11,000 stranded patients, migrant workers in Vellore still waiting to be sent back home

“The home states of the stranded people are working out arrangements to facilitate their return,” Vellore SP Pravesh Kumar told The New Indian Express on Tuesday.
Vellore district collector A Shanmuga Sundaram interacting with the stranded vehicle crew who returned after dropping CMC patients (Photo by special arrangement)
Vellore district collector A Shanmuga Sundaram interacting with the stranded vehicle crew who returned after dropping CMC patients (Photo by special arrangement)

VELLORE: Around 11,000 people from various states continue to be stranded in Vellore district and have been frequently thronging the collectorate at Sathuvachari demanding that their return journey be expedited.

“The home states of the stranded people are working out arrangements to facilitate their return,” Vellore SP Pravesh Kumar told The New Indian Express on Tuesday.

“We have nothing to do with arranging the transportation facility. It is the responsibility of the home states,” Pravesh Kumar noted, adding, "Our role stops with screening the stranded persons before boarding."

About 9,000 patients and their kin who visited CMC Hospital and 2100 migrant workers have been stranded in Vellore district ever since the lockdown came into effect in March. Most of them are from north and northeastern states.

Recently, several patients and their attendants left for their home states after arranging ambulances and cabs.

However, the crew of the ambulances and cabs ran into trouble as they were blocked by local authorities in Odisha and Jharkhand.

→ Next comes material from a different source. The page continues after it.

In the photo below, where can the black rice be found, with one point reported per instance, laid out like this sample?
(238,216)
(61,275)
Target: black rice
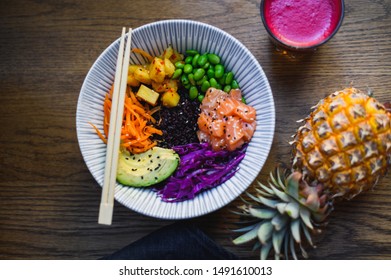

They were allowed to go only after the Tamil Nadu government had intervened and took up the matter with the state governments.

The Vellore district administration had instructed the owners of lodges/mansions not to oust them for not paying the rental charges. The district authorities, earlier, declared that the district administration would bear 25 per cent, the owners of the lodges/mansions another 25 per cent of the costs while the home states of the stranded people must bear the remaining 50 per cent.

However, a man went to the Madras High Court challenging the order and the court had issued a stay on it.